This book takes you from the basics of Reinforcement and Q Learning to building Deep Recurrent Q-Network agents that cooperate or compete in a multi-agent ecosystem. You will start with the basics of Reinforcement Learning and how to apply it to problems. Then you will learn how to build self-learning advanced neural networks with Python and Keras/TensorFlow. From there you move o n to more advanced training scenarios where you will learn further innovative ways to train your network with A3C, imitation, and curriculum learning models. By the end of the book, you will have learned how to build more complex environments by building a cooperative and competitive multi-agent ecosystem.
What you will learn
- Develop Reinforcement and Deep Reinforcement Learning for games.

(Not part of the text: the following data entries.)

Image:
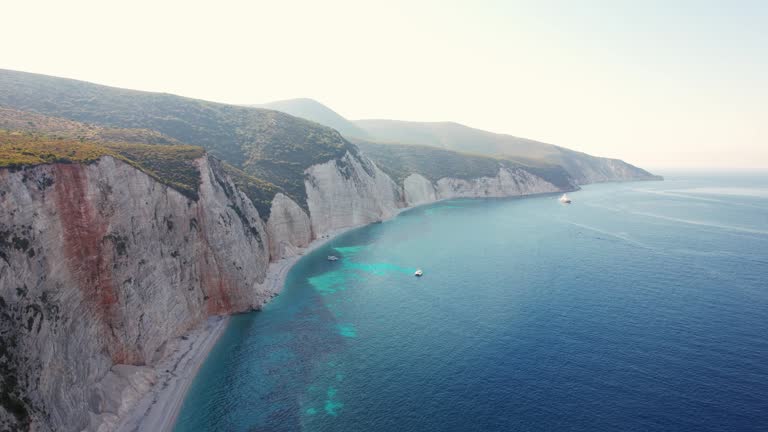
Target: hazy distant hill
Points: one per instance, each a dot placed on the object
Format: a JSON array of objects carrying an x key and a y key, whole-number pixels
[
  {"x": 582, "y": 167},
  {"x": 311, "y": 109},
  {"x": 268, "y": 144},
  {"x": 400, "y": 160}
]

- Understand complex and advanced concepts of reinforcement learning and neural networks
- Explore various training strategies for cooperative and competitive agent development
- Adapt the basic script components of Academy, Agent, and Brain to be used with Q Learning.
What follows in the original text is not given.